Usually the flights from Europe follow the Nile quite closely all the way from the sea to Lake Victoria, although darkness usually falls just south of the furthest loop of the Blue Nile right before it leaves Sudan for Ethiopia. But there’s a whole lot to be seen before.
Lake Nasser (or Lake Nubia if you’re Sudanese) is massive, truly gargantuan. Kathleen and I had our first trip to Kenya planned just as the Aswan dam was completed, but it took years for it to turn into the current rorschach shadow over the gleaming tan Sahara that I see out my window, today. It has more fingers than the Norwegian fjords. It remains the largest embankment dam on earth.
Of course I’ve toured it terrestially in Aswan, but there’s no way you get any sense of this human accomplishment from the ground. I think it ranks up with there with the pyramids.
39,000′ above it looks like a massive torn-up fern that fell into a sandbox. But it’s not so bizarre, after all. The first dam in this area was built in the 11th century! A new more powerful dam has just been completed on the Blue Nile in Ethiopia. Nile dams have been a part of human history from the earliest times, a pitifully practical need of a creature so dependent upon water. Ten minutes more flying time south and out of view it’s out of mind.
And instead I’m straining to see the many settlements along the actual great river itself, quite a few over a thousand years old and still thriving. The Nile serpentines all over the place once it leaves Lake Nasser, often cutting back on itself. Everywhere are settlements now towns sometimes cities that mark their beginnings with 7th-8th century pre-Nubian mini-pyramids, the first monuments of our relentless obsession with overlording Mother Earth.
That dominance is mostly demonstrated by irrigation, and today some of the Nile flows through pipes for almost 50 miles off the river into desert gardens! Still seasonal and dependent upon regular flooding it’s nevertheless the reason that The Sudan could feed the entire world. (If it could just get its political act together.)
Not until just before Khartoum – where the Blue and White Niles converge – does the desert ebb and agriculture based on rains begin. To the east are the Ethiopian highlands, some of the richest agricultural land on earth. (Again, if they could only get their act together. One wonders if the piqued Mother Earth has cursed these animate beings.)
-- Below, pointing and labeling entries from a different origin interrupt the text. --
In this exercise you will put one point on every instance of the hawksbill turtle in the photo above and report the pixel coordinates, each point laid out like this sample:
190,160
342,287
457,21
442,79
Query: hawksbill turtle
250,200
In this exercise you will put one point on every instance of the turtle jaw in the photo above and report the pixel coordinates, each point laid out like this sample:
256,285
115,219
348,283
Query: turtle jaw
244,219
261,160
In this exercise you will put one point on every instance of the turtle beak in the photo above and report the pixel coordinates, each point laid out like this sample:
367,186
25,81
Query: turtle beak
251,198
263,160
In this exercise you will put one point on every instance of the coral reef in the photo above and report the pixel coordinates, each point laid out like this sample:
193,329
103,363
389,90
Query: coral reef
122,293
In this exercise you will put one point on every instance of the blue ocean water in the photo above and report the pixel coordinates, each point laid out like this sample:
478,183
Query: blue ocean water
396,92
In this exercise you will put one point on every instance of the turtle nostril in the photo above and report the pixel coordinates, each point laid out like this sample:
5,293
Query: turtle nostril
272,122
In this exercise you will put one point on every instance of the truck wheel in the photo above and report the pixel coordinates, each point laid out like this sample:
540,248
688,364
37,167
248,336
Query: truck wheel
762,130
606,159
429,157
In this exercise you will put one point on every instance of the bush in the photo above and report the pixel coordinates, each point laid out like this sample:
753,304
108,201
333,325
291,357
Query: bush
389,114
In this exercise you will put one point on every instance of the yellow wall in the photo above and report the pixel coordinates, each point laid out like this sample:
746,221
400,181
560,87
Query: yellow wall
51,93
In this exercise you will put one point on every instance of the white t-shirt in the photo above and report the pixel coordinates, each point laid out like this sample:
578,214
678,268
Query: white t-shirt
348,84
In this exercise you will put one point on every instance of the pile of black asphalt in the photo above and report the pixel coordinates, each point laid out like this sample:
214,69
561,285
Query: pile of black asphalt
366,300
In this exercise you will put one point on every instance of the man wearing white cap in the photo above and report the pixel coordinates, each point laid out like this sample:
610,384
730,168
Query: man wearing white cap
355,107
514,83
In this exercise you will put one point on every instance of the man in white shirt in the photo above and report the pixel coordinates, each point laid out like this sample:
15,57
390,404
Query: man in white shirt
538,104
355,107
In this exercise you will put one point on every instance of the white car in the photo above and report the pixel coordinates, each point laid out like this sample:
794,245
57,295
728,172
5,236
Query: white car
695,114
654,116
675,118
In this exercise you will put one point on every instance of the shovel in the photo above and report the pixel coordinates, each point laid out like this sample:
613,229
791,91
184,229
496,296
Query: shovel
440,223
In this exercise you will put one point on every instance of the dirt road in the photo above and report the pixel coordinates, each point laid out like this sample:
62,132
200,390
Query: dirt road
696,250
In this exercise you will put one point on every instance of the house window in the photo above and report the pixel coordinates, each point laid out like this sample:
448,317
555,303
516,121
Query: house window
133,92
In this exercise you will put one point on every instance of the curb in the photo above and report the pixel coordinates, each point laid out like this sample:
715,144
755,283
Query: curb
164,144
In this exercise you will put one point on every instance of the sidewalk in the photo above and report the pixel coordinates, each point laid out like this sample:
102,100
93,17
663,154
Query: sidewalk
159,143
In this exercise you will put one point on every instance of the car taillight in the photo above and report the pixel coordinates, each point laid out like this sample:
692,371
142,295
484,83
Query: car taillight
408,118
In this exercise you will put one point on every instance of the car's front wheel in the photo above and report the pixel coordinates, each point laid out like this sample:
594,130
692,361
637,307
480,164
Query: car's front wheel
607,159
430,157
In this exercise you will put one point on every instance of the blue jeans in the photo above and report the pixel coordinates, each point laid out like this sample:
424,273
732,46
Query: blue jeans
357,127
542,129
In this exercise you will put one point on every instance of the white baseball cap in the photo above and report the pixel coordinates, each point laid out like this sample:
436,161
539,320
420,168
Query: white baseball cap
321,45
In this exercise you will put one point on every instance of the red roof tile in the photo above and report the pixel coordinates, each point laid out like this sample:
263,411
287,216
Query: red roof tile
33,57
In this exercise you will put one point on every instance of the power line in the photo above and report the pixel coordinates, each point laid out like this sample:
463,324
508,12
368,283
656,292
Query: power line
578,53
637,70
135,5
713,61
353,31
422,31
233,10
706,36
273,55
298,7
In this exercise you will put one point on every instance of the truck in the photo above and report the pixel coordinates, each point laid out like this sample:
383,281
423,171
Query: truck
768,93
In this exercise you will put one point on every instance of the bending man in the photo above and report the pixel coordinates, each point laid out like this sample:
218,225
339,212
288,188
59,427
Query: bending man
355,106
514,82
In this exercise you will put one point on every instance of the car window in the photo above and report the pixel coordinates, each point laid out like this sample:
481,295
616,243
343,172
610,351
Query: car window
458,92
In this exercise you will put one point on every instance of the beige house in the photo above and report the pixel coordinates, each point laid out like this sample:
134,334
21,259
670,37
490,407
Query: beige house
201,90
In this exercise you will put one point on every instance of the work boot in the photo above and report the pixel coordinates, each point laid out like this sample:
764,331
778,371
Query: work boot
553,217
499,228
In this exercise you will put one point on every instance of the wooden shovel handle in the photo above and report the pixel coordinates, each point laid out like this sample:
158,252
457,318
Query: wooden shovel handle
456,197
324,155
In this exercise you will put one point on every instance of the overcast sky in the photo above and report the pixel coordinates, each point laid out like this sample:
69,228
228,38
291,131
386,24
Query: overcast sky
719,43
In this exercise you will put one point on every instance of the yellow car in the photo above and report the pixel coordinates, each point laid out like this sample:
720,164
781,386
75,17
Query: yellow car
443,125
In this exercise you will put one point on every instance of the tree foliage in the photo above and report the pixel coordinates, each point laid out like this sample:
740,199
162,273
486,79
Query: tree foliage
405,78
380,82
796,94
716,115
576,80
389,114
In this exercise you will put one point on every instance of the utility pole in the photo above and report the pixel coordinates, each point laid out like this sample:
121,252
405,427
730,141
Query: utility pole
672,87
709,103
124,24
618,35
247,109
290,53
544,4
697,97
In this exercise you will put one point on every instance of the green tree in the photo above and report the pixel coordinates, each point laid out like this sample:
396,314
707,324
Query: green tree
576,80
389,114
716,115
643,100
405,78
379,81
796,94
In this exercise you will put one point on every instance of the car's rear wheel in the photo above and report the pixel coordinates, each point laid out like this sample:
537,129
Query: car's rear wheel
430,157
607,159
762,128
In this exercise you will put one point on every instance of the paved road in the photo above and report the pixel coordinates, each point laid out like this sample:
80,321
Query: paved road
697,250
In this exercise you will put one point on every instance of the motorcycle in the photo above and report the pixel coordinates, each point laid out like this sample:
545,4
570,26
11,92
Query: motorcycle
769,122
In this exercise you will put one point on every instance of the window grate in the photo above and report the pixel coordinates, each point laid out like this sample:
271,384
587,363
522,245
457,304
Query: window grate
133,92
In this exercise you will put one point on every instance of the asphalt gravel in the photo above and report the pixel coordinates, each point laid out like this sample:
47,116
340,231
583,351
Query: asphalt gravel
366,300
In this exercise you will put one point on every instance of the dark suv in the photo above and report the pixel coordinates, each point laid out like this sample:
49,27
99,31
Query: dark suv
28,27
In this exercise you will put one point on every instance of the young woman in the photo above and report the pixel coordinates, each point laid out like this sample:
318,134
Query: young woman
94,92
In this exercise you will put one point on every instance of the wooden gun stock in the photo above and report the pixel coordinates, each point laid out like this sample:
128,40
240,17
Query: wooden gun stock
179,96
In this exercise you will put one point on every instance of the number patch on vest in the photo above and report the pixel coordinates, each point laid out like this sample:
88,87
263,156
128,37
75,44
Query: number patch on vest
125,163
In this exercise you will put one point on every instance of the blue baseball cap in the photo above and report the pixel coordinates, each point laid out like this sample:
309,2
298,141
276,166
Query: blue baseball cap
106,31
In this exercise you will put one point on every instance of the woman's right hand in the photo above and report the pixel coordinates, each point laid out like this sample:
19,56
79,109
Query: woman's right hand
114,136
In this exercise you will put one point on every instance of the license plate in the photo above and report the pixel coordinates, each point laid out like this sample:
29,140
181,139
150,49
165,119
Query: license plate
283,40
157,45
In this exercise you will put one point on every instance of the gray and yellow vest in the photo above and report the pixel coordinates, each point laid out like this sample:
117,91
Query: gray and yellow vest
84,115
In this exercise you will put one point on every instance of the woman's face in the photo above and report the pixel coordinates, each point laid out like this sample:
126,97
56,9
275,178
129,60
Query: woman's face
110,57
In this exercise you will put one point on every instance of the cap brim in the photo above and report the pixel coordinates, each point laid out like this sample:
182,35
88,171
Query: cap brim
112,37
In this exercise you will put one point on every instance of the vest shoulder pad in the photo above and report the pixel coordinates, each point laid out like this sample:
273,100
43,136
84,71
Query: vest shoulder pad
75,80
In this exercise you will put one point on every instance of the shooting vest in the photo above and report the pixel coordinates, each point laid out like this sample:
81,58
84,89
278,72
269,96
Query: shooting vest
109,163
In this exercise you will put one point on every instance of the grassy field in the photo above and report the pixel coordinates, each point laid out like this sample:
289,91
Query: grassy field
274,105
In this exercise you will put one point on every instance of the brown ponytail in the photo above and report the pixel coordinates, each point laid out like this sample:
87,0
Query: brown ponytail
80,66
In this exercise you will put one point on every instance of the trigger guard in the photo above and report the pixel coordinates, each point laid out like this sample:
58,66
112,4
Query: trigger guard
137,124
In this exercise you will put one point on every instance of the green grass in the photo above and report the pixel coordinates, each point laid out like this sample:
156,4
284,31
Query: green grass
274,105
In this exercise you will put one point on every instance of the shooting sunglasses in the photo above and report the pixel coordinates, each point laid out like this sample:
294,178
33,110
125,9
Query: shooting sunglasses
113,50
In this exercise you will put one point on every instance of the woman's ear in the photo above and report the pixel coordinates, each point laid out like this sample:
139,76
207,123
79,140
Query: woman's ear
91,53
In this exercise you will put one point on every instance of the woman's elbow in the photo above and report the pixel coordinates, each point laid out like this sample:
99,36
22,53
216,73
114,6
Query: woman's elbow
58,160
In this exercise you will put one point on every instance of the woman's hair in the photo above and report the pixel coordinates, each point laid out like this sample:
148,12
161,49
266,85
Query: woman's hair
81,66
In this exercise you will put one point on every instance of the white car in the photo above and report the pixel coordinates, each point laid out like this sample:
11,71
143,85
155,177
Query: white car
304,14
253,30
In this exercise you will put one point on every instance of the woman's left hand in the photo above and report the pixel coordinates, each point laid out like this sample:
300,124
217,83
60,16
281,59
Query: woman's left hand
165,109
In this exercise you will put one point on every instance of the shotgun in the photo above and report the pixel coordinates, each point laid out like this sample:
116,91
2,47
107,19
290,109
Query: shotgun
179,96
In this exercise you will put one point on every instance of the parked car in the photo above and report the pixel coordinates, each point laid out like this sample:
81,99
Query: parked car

Night falls quickly in Africa and the ground suddenly looks like grey fog then just blankness, even while the massive thunderstorms all around us were throwing off mauve and purple and white lightning.
The last hour in darkness before landing is like the tremors of silence that give you goose bumps as the symphony ends. It may be dark, now. But even were it day time I wouldn’t be able to see the cave just below which was where it all started, where man was born.
The journey to Africa for us tourists, just like the journey out of Africa for early man, is marked by ever-changing, profound but beautiful changes in perspective which fuel our curiosity just as it drove our ancestors’ will to survive. What a flight!